Matt in hospital where he was diagnosed with presumed Covid.

"At the moment, I'm spending at least half a day in bed and the rest of it either lying down or, in better spells, sitting in a chair.  

"Reading and screen time brings on an intense headache within 10 mins. 

"I'm totally house and garden bound, as any physical exertion (like a five minute walk) flares up the symptoms and triggers a relapse.

"There have been a handful of encouraging days but being a novel virus, there is nobody who can say with any authority how long, or even, if I'll make a full recovery."

In standard Long Covid, test results will come back normal. Credit: PA

What help is out there now?

The NHS launched a Covid-19 rehab service last month for people who have been suffering with the long-term effects of the virus.
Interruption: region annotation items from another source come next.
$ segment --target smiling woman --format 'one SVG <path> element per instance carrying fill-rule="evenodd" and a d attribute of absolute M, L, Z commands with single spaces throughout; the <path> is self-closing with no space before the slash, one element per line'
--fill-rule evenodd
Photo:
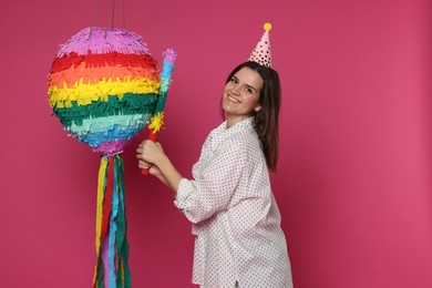
<path fill-rule="evenodd" d="M 292 287 L 268 172 L 278 161 L 280 83 L 270 62 L 255 62 L 261 52 L 229 74 L 220 105 L 226 121 L 205 141 L 193 179 L 161 144 L 144 141 L 136 150 L 140 167 L 152 165 L 150 173 L 173 191 L 193 224 L 193 282 L 202 287 Z"/>
<path fill-rule="evenodd" d="M 263 79 L 255 70 L 244 66 L 225 84 L 223 110 L 227 114 L 227 127 L 258 112 Z"/>

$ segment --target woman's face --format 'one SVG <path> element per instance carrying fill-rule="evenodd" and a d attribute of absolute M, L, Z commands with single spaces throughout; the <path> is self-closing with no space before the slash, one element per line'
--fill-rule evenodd
<path fill-rule="evenodd" d="M 249 117 L 261 107 L 258 104 L 264 81 L 258 72 L 250 68 L 241 68 L 226 83 L 223 95 L 223 109 L 227 113 L 228 125 Z"/>

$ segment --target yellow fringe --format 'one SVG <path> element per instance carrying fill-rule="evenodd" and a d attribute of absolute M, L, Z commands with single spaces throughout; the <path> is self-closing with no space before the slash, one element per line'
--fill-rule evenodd
<path fill-rule="evenodd" d="M 78 105 L 89 105 L 92 102 L 109 101 L 109 95 L 117 95 L 122 99 L 125 93 L 133 94 L 151 94 L 158 93 L 161 82 L 151 81 L 147 79 L 135 79 L 124 82 L 119 78 L 116 81 L 111 79 L 102 79 L 96 84 L 84 83 L 83 79 L 80 79 L 73 86 L 68 86 L 63 83 L 63 88 L 50 86 L 48 94 L 50 95 L 50 105 L 58 106 L 60 109 L 71 107 L 72 101 L 75 101 Z"/>

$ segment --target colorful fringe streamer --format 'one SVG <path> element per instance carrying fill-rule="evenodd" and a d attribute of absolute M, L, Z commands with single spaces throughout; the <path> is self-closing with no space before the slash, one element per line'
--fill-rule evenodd
<path fill-rule="evenodd" d="M 123 173 L 121 155 L 101 157 L 93 288 L 131 287 Z"/>
<path fill-rule="evenodd" d="M 92 33 L 90 33 L 92 31 Z M 142 37 L 85 28 L 61 45 L 48 75 L 49 104 L 70 135 L 103 154 L 99 173 L 93 287 L 128 288 L 123 161 L 120 154 L 150 122 L 158 131 L 176 52 L 161 71 Z"/>

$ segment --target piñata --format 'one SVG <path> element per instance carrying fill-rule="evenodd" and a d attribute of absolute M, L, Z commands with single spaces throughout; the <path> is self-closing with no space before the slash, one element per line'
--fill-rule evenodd
<path fill-rule="evenodd" d="M 102 154 L 93 287 L 131 287 L 121 153 L 145 125 L 153 135 L 163 125 L 175 58 L 167 49 L 161 69 L 141 35 L 93 27 L 61 45 L 49 72 L 49 102 L 64 130 Z"/>

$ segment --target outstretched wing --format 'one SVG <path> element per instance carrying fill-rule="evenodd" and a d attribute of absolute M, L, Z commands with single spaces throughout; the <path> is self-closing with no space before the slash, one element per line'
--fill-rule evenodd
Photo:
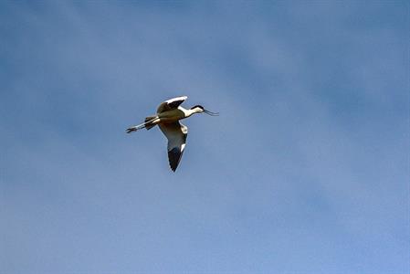
<path fill-rule="evenodd" d="M 171 169 L 175 172 L 185 148 L 188 128 L 179 121 L 160 123 L 159 126 L 168 139 L 168 160 Z"/>
<path fill-rule="evenodd" d="M 161 113 L 163 111 L 168 111 L 173 109 L 176 109 L 179 107 L 180 104 L 182 104 L 188 97 L 186 96 L 181 96 L 173 98 L 170 100 L 165 100 L 161 105 L 158 106 L 158 109 L 156 111 L 157 113 Z"/>

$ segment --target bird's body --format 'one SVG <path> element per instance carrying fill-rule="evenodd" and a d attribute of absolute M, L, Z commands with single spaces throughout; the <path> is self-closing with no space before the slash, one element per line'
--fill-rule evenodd
<path fill-rule="evenodd" d="M 181 161 L 185 148 L 188 128 L 179 122 L 180 120 L 188 118 L 194 113 L 207 113 L 217 115 L 208 111 L 200 105 L 186 110 L 180 105 L 187 99 L 186 96 L 176 97 L 165 100 L 157 109 L 157 113 L 145 118 L 145 122 L 127 129 L 127 133 L 136 132 L 140 129 L 150 130 L 158 125 L 168 139 L 168 160 L 171 169 L 174 172 Z"/>

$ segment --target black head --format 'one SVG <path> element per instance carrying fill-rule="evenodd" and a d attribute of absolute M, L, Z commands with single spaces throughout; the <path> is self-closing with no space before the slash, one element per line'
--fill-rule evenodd
<path fill-rule="evenodd" d="M 192 107 L 191 110 L 194 110 L 194 108 L 200 108 L 201 110 L 204 111 L 204 107 L 201 105 L 195 105 L 195 106 Z"/>

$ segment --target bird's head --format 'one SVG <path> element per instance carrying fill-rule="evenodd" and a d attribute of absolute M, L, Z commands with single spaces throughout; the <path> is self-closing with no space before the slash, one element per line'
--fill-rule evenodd
<path fill-rule="evenodd" d="M 195 106 L 192 107 L 191 110 L 194 111 L 194 113 L 206 113 L 211 116 L 218 116 L 219 115 L 218 112 L 212 112 L 212 111 L 206 111 L 201 105 L 195 105 Z"/>

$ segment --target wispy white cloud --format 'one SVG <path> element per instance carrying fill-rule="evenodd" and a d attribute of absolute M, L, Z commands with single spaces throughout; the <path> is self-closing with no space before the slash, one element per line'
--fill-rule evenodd
<path fill-rule="evenodd" d="M 405 4 L 2 5 L 1 270 L 408 269 Z"/>

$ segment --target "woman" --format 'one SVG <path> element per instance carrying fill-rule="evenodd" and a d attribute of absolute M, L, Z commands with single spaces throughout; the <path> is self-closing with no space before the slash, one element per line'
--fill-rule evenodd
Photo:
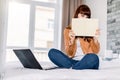
<path fill-rule="evenodd" d="M 91 11 L 87 5 L 80 5 L 74 18 L 90 18 Z M 75 37 L 71 30 L 71 25 L 64 30 L 65 53 L 51 49 L 48 53 L 50 60 L 60 68 L 80 69 L 98 69 L 99 58 L 97 53 L 100 50 L 100 44 L 97 40 L 99 30 L 96 30 L 95 37 Z"/>

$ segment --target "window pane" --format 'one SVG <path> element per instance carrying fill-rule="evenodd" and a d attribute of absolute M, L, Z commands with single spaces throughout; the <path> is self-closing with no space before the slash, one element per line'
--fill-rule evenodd
<path fill-rule="evenodd" d="M 56 3 L 57 2 L 57 0 L 33 0 L 33 1 L 50 2 L 50 3 Z"/>
<path fill-rule="evenodd" d="M 6 62 L 19 61 L 12 49 L 7 49 L 6 53 Z"/>
<path fill-rule="evenodd" d="M 7 46 L 28 46 L 30 5 L 9 3 Z"/>
<path fill-rule="evenodd" d="M 51 48 L 54 40 L 54 8 L 36 7 L 35 47 Z"/>

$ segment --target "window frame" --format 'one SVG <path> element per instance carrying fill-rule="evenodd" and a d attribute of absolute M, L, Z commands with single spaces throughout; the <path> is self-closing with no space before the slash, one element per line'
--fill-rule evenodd
<path fill-rule="evenodd" d="M 34 47 L 34 34 L 35 34 L 35 8 L 36 6 L 42 6 L 42 7 L 49 7 L 55 9 L 55 17 L 54 17 L 54 42 L 53 47 L 60 49 L 61 48 L 61 5 L 62 0 L 57 0 L 56 3 L 51 2 L 40 2 L 40 1 L 32 1 L 32 0 L 9 0 L 9 2 L 18 2 L 22 4 L 29 4 L 30 5 L 30 18 L 29 18 L 29 35 L 28 35 L 28 46 L 7 46 L 7 49 L 14 49 L 14 48 L 29 48 L 31 50 L 48 50 L 45 48 L 36 48 Z M 59 36 L 59 37 L 58 37 Z"/>

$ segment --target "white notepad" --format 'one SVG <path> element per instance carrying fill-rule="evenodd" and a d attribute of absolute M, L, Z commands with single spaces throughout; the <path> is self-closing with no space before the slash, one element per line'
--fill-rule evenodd
<path fill-rule="evenodd" d="M 72 30 L 76 36 L 95 36 L 98 19 L 72 19 Z"/>

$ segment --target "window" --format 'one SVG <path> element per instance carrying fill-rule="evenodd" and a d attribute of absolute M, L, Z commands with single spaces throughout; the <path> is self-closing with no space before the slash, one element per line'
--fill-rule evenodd
<path fill-rule="evenodd" d="M 59 15 L 56 12 L 59 8 L 57 2 L 58 0 L 9 1 L 7 62 L 18 60 L 13 49 L 23 48 L 31 49 L 38 60 L 49 61 L 49 49 L 59 47 L 55 44 L 55 39 L 58 38 L 55 31 L 59 26 L 54 26 L 57 21 L 55 19 L 59 20 L 56 16 Z"/>

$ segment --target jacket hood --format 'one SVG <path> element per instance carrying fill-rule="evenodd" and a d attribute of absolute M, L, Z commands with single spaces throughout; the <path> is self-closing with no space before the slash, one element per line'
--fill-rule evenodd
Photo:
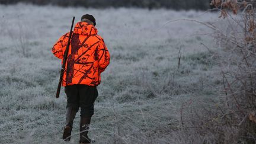
<path fill-rule="evenodd" d="M 80 21 L 75 25 L 73 32 L 81 35 L 90 36 L 97 34 L 98 30 L 93 25 Z"/>

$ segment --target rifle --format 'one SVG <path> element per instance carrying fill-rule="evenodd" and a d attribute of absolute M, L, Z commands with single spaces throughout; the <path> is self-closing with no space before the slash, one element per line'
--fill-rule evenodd
<path fill-rule="evenodd" d="M 71 43 L 71 39 L 72 32 L 72 30 L 73 30 L 73 25 L 74 21 L 75 21 L 75 17 L 73 17 L 72 23 L 71 24 L 71 31 L 69 32 L 69 40 L 68 41 L 68 44 L 66 46 L 65 52 L 64 54 L 62 66 L 62 69 L 60 71 L 60 79 L 59 81 L 58 87 L 57 88 L 57 92 L 56 92 L 56 98 L 59 98 L 59 94 L 60 92 L 60 88 L 61 88 L 61 85 L 62 83 L 62 78 L 63 78 L 63 76 L 64 75 L 65 69 L 66 68 L 66 59 L 68 58 L 68 53 L 69 52 L 69 45 L 70 45 L 70 43 Z"/>

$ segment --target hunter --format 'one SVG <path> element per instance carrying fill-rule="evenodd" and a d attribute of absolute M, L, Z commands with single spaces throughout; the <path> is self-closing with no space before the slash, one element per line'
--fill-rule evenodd
<path fill-rule="evenodd" d="M 101 82 L 101 73 L 110 63 L 110 54 L 103 39 L 97 34 L 96 21 L 92 15 L 82 15 L 75 26 L 62 86 L 67 95 L 66 125 L 63 139 L 71 139 L 73 121 L 79 108 L 80 113 L 80 143 L 90 143 L 94 139 L 87 134 L 94 114 L 94 101 L 98 97 L 97 86 Z M 52 48 L 55 56 L 62 60 L 69 33 L 62 36 Z"/>

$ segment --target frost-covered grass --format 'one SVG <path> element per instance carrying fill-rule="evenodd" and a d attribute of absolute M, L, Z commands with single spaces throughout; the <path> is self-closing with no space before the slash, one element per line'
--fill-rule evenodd
<path fill-rule="evenodd" d="M 96 18 L 111 57 L 89 136 L 98 143 L 188 142 L 170 133 L 180 126 L 184 103 L 215 98 L 221 79 L 217 59 L 200 43 L 216 46 L 201 34 L 212 33 L 203 25 L 165 24 L 213 22 L 216 14 L 18 4 L 0 5 L 0 143 L 64 143 L 66 97 L 62 89 L 55 98 L 60 62 L 51 48 L 73 15 L 78 21 L 87 13 Z M 79 116 L 71 143 L 79 140 Z"/>

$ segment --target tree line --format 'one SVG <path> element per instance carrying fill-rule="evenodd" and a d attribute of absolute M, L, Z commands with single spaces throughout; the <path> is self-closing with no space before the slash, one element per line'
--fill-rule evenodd
<path fill-rule="evenodd" d="M 210 8 L 210 0 L 0 0 L 1 4 L 24 2 L 36 5 L 92 8 L 138 7 L 149 9 L 165 8 L 174 9 L 201 9 Z"/>

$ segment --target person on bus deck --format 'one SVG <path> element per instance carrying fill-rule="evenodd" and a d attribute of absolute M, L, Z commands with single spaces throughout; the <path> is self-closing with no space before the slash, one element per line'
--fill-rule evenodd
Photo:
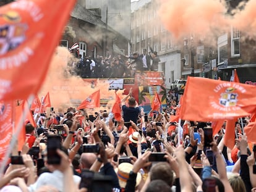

The Your Covid Recovery Service initially launched online but it will become a face-to-face portal when safe to do so.

When should I see my GP?

Dr Marshall said: “If patients are concerned, then that's the time to go (and see your GP) and if somebody has had Covid like symptoms, they think they've had acute Covid, and they're still getting symptoms after three weeks, I think it's perfectly reasonable after three weeks to think that now is the time to go along and see the GP.

He says that while most patients simply have to sit out the disease, visiting your GP could just help ease a worried mind that could be causing greater anxiety.

“It depends a little bit on how good you are at tolerating symptoms and tolerating that uncertainty,” Dr Marshall says. 

One thing medical experts and scientists do know is there are a lot of unknowns about Long Covid.  Credit: Unsplash

“But I think it's perfectly reasonable if the problems are going on and you're worried about it to go along, and the GP might just reassure you if he or she is quite confident that it does look like Long Covid and can't be anything else. 

“Or they might want to run a few just basic tests, like basic blood tests, to exclude anaemia or a thyroid problem. 

“In conventional Long Covid, all of the tests will come back as normal.”

But in the meantime, in a world facing a disease with so many unknowns, long haulers are braced for a long road to recovery.